Pancreatitis: the painful belly, and the fatty-meal myth
Dr. Alastair Greenway
MRCVS
By Dr Alastair Greenway MRCVS | Reviewed by Claire Greenway BVM&S MRCVS
Most owners arrive at this word in one of two states. Either you are frightened, because your vet has said "pancreatitis" and it sounded serious, or you are quietly guilty, because you gave him a slice of the Christmas ham and now here you are. I'd like to take the weight off both feelings, because the modern picture of this disease is kinder than the old folklore suggests.

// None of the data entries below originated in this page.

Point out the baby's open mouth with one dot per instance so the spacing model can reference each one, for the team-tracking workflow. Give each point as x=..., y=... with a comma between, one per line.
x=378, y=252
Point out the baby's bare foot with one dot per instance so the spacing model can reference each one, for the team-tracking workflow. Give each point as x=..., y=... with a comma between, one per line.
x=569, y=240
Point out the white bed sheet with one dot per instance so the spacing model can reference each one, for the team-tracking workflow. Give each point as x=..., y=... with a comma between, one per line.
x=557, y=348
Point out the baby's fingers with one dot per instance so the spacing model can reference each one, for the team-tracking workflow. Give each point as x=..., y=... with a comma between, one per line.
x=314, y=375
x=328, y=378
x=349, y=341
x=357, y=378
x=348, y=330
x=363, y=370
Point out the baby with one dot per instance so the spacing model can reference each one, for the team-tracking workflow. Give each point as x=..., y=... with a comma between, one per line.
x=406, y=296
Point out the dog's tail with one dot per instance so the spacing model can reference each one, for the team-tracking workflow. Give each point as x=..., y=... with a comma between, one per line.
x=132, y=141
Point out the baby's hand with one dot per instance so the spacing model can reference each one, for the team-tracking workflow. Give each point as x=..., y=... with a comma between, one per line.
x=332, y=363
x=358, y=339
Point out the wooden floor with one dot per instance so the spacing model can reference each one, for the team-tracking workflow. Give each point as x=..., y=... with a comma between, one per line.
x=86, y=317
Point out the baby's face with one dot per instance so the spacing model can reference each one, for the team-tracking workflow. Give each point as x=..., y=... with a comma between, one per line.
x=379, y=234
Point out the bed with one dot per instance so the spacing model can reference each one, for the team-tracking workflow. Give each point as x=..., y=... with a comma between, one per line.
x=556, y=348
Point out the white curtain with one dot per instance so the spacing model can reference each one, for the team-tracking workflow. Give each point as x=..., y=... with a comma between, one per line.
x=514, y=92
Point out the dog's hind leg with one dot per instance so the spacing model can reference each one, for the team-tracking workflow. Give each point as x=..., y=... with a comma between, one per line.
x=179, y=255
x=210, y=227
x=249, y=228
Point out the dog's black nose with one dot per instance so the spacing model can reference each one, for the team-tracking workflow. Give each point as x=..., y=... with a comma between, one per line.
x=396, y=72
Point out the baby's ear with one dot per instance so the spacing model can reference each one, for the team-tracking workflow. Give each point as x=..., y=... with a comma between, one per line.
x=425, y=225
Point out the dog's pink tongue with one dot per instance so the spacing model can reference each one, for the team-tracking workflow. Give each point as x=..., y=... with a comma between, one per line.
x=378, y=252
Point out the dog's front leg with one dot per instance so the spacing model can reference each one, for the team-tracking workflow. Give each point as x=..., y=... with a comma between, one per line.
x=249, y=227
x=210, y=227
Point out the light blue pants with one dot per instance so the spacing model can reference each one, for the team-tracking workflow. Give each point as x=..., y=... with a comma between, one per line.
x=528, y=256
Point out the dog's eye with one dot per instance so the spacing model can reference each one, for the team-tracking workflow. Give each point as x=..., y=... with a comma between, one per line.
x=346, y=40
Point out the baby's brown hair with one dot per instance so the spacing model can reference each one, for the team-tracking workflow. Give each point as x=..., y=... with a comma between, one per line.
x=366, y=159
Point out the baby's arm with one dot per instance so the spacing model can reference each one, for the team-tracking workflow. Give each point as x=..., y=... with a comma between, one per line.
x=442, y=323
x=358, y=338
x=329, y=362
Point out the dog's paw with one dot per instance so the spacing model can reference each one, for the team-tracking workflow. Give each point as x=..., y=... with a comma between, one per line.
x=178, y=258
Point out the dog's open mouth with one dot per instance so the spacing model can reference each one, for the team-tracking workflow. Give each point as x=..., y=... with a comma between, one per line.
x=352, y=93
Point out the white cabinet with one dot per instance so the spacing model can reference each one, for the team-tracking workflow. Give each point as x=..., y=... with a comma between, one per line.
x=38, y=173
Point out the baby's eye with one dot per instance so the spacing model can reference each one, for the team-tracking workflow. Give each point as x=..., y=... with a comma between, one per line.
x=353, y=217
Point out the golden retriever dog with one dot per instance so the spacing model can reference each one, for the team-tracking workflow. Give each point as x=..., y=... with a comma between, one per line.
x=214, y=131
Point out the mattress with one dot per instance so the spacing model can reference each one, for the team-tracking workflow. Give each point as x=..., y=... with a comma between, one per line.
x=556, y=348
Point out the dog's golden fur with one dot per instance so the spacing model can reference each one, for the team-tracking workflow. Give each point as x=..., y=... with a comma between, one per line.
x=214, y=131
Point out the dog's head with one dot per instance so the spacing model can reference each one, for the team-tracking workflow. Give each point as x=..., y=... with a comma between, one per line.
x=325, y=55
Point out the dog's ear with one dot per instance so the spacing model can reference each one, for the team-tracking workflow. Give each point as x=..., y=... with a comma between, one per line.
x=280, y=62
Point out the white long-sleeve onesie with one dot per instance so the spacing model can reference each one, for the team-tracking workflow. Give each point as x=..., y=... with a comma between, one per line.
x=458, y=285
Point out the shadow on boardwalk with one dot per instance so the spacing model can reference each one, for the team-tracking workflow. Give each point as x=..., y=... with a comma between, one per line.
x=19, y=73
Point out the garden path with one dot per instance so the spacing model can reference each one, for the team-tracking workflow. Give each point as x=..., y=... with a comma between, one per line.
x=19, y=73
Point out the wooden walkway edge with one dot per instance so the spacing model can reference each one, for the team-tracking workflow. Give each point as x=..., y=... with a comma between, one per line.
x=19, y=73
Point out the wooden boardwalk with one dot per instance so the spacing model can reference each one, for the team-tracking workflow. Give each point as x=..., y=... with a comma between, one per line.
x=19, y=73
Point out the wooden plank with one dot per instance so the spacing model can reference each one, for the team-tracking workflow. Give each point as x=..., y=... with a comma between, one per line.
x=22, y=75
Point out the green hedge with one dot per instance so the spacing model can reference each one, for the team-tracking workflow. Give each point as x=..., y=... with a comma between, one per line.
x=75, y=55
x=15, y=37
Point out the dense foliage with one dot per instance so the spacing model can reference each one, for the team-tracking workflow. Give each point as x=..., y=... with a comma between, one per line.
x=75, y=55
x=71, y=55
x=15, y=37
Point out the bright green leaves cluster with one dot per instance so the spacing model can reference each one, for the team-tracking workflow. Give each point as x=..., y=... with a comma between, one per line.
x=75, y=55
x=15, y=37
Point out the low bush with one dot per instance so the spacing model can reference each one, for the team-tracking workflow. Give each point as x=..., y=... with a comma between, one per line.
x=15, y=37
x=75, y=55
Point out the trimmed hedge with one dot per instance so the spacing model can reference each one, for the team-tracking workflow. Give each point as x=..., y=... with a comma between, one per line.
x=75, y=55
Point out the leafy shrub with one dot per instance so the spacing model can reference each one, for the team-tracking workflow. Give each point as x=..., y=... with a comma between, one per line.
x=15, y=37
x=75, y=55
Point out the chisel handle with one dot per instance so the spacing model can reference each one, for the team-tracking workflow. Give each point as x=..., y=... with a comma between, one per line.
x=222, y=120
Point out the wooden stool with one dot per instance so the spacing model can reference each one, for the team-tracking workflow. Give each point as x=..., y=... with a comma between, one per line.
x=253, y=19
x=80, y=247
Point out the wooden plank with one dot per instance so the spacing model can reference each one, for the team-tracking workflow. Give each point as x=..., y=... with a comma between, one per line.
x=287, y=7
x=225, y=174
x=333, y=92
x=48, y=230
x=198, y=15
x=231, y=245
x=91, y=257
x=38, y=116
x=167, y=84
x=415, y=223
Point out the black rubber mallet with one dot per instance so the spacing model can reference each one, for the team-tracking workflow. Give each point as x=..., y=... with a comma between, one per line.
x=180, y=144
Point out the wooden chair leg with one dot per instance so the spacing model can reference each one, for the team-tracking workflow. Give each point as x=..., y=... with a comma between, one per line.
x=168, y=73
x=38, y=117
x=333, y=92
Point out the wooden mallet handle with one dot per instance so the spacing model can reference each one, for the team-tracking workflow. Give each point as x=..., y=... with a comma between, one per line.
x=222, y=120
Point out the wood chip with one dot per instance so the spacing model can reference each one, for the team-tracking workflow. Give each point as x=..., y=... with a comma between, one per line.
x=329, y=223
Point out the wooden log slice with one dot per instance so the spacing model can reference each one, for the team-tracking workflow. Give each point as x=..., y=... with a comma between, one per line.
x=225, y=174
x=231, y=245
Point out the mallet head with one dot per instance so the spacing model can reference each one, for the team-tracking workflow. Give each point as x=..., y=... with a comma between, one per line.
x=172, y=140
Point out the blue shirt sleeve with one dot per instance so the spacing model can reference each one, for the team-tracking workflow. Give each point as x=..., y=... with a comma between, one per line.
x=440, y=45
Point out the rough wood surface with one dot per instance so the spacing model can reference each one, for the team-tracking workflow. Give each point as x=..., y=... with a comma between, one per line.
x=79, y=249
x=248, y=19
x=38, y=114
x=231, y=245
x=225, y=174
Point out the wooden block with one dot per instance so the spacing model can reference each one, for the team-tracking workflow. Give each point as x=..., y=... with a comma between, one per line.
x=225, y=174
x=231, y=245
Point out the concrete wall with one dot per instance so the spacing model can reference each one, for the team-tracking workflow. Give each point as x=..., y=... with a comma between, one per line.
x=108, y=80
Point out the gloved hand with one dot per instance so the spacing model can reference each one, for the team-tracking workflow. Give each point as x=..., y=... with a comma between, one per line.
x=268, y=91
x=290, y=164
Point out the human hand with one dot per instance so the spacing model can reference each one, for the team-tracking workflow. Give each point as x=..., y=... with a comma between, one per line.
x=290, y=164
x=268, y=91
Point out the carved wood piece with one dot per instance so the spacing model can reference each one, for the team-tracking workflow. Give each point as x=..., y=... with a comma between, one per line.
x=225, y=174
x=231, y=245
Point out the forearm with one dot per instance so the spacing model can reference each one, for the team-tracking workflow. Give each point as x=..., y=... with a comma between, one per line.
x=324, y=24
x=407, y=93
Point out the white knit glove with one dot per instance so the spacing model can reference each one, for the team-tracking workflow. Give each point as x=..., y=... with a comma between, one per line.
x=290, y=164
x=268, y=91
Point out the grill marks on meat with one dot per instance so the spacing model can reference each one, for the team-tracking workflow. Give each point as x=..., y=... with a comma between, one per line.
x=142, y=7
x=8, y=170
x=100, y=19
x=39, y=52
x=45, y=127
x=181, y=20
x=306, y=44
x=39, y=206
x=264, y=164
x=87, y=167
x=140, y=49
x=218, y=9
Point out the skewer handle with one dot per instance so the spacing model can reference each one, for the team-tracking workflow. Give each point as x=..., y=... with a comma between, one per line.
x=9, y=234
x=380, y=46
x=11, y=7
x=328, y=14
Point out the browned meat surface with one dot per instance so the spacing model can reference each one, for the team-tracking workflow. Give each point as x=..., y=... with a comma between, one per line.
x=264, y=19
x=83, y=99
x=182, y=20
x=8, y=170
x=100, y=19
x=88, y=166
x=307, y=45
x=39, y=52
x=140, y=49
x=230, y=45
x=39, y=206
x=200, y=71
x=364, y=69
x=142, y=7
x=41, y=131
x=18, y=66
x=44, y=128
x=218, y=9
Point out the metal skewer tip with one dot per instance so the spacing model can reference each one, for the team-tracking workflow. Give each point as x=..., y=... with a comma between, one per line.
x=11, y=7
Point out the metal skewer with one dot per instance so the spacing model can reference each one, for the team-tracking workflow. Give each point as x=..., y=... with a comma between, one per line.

Pancreatitis means inflammation of the pancreas. It ranges from a mild bout that settles in days to a serious, body-wide illness, and it looks genuinely different in dogs and cats. Much of the folklore around it does not hold up: that one fatty meal must be to blame, or that a single blood test gives a clean yes or no. The acute attack's treatment, the long-term feeding and the slow grumbling form each have their own guide, which I'll point to as we go.
What the pancreas does, and what goes wrong
The pancreas is a small gland tucked beside the stomach and the first part of the small intestine, and it does two separate jobs. One is to make digestive enzymes, which it releases into the gut to break food down. The other is to make hormones, insulin among them. This article is about the enzyme-making side inflaming. When that gland instead stops making enough enzymes, that is a different problem called exocrine pancreatic insufficiency, covered in what EPI is; the hormone side failing is diabetes, which lives in the Endocrine and Hormones space (Watson, 2015; Cridge et al., 2022).
Here is the slightly alarming part. These enzymes are powerful, so the body keeps them switched off until they reach the gut; in pancreatitis that safety catch fails and they activate too early, inside the pancreas itself. In effect the gland begins to digest itself, and the inflammation can spill into the surrounding fat and, when severe, the whole body, which is why a pet can become so unwell so fast (Watson, 2015; Cridge et al., 2022).

The single thing I most want owners to take from this is that it hurts. Acute pancreatitis is genuinely painful in dogs, and that pain is easy to miss, which is why most affected dogs should simply be assumed to need pain relief rather than made to earn it (Mansfield and Beths, 2015). In cats it is harder still to read, because cats hide discomfort so well. So if your pet seems sore, withdrawn or just not themselves, they are not being dramatic, and how a flare is managed belongs to the pancreatitis flare.
Acute, chronic, and why cats are a different story
There are two broad shapes to this disease. Acute pancreatitis is a sudden bout of inflammation. In a dog the classic picture is vomiting, a tender belly (some adopt a hunched, "praying" posture, front end down and bottom up), going off food, and lethargy, sometimes with diarrhoea (Watson, 2015; Cridge et al., 2021). It can be mild and self-limiting, or a dangerous, hospital-level illness.
Chronic pancreatitis is the quieter cousin: low-grade, smouldering, recurrent inflammation that can slowly scar the gland over months and years. It is far more common than anyone used to think: in a UK first-opinion post-mortem study, chronic pancreatitis was found in around 34% of dogs even though most were never diagnosed with it in life (Watson et al., 2007). That form gets its own discussion in chronic, grumbling pancreatitis, so I'll leave the depth there.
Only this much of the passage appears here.